Logical thinking this time round.


This discussion about job complexity and scarce skills seems to me to miss a crucial point: that the massive business failure of the banks shows empirically that those highly paid executives don't actually have the skills needed to do their jobs, however much they might be paid. The whole complexity/skills issue is a smokescreen for the naked greed of those in a position to make the decisions. There's no actual evidence to show that someone paid, say £150,000 - the salary of a very responsible senior manager in the public sector - couldn't do the job just as well as someone on several million.


The skills needed to reform a company to be run by people with limited experience are far higher than those needed to run a complicated venture!

I am, however, available for the right price.

alastair harris

have oyu spotted your mistake yet? the scarcity is the number of those with a proven track record. Anyone could call themselves a CEO, there is no barrier to entry, apart perhaps from the sceptism of those making the appointments. I suppose a proposition that I don't have the experience but I am clever and could learn, is a subtle variation, but not one that will work in an interview, I would have thought for fairly obvious reasons.

Adam Gibb

It is not just bosses who have made banks so complex- governments with their laws and regulatory QUANGOs have played an enormous part in this. Of course, the established banks and other finance houses love this artificially created complexity, as it means that it is very hard indeed for new entrants to enter the market and compete with them! This is one of the major reasons behind the lobbying and regulatory capture that has already occurred. A dwindling number of institutions consolidate, become to big to fail- and et voila- you end up with the bailout fiasco.
My solution- total deregulation of all banking, allow poor performers to fail, and new entrants with novel business models (crowd-sourcing, DNA/quantum algorithms, good old 3-5-4) to start-up. Deposit insurance would be factored into the interest rate received by savers- they could pay varying amounts for different degrees of security.

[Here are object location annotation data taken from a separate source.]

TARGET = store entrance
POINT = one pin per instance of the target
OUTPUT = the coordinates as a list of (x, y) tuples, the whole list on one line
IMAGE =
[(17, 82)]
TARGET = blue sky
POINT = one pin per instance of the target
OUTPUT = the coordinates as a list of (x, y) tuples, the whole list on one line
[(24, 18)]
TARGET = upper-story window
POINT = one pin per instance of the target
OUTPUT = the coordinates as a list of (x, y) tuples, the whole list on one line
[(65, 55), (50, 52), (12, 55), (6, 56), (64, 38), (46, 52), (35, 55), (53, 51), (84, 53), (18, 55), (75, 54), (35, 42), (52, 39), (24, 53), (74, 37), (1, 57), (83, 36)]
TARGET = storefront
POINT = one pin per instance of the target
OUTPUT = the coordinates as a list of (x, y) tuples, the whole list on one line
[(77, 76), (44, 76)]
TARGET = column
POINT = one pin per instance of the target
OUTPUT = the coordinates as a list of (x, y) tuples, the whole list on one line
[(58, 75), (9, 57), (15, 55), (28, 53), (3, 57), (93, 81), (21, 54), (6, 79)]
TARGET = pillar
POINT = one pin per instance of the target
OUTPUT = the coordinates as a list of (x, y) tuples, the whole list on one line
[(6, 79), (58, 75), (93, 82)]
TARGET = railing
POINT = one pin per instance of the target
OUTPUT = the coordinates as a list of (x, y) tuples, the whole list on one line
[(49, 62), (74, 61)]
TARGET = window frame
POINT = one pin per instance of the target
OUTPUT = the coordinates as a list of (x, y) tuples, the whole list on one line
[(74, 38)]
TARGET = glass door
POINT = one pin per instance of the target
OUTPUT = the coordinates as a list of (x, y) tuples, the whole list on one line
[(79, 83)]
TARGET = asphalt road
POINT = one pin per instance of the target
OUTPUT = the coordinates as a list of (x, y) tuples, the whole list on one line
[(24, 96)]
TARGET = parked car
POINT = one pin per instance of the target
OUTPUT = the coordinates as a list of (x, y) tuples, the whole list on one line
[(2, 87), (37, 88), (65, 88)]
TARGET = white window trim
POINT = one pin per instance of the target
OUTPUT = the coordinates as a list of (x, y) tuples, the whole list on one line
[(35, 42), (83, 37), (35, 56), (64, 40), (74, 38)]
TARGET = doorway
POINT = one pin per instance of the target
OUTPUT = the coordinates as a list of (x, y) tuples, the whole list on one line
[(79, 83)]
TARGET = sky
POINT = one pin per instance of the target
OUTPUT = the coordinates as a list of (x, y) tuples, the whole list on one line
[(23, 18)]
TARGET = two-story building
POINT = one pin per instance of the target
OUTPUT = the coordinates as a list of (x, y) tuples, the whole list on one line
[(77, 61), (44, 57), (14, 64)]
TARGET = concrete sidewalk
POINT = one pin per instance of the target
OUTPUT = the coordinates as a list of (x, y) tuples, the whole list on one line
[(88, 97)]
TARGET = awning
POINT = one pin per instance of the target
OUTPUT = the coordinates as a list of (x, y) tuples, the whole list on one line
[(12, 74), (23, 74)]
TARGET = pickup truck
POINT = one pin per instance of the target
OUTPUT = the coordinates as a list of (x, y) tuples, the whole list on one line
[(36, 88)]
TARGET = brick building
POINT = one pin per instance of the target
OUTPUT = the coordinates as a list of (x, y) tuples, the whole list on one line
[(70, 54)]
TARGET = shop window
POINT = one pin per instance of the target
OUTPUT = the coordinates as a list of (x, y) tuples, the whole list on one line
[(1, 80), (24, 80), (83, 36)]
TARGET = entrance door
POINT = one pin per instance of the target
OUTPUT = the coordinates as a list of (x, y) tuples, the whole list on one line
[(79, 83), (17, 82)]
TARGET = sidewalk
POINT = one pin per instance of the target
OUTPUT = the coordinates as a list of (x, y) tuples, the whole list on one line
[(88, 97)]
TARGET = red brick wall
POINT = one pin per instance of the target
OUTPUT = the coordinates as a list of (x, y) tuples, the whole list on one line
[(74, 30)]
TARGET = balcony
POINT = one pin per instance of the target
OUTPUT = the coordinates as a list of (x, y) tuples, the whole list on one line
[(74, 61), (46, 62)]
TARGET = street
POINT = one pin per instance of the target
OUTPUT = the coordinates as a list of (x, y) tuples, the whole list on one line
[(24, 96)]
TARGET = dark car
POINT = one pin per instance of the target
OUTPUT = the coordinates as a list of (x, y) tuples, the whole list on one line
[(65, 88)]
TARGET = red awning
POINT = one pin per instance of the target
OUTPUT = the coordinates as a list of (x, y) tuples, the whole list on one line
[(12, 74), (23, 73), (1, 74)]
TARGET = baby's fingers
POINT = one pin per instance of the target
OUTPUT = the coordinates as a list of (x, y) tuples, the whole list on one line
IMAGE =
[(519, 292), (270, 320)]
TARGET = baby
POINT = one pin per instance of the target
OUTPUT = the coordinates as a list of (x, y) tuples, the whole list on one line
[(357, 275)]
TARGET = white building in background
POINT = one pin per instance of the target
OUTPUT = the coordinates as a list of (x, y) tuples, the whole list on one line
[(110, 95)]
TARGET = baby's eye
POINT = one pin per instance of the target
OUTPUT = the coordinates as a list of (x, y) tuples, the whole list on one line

@ Metatone, Alastair. Yes, you could say the problem is a scarcity of revealed talent rather than of talent per se, as I discussed here:
I was conceding this issue away, to focus upon another.

Account Deleted

The complexity of UK banking is a relatively recent invention. In the days of 3-5-4, most investment and merchant banks were relatively small and less complex (because more specialised).

The banking elite who drove the global mergers and product diversification during the 90s are the same elite that is now demanding a premium for managing the consequences.

Re RBS, why didn't the government simply ask for a volunteer to step in and sort out the bank as a patriotic duty, without payment of any sort beyond a knighthood? It's come to a pretty pass when we cannot expect The City to do its duty. Harrumph.


Anonymous,I dont think aoynne minds a differing opinion, as long as it is stated in civility.About having a renewed sense of hope - Id like to have that but with the debt at 11 trillion and counting and China cutting off the credit card, I just cant see how everything is going to work out fine.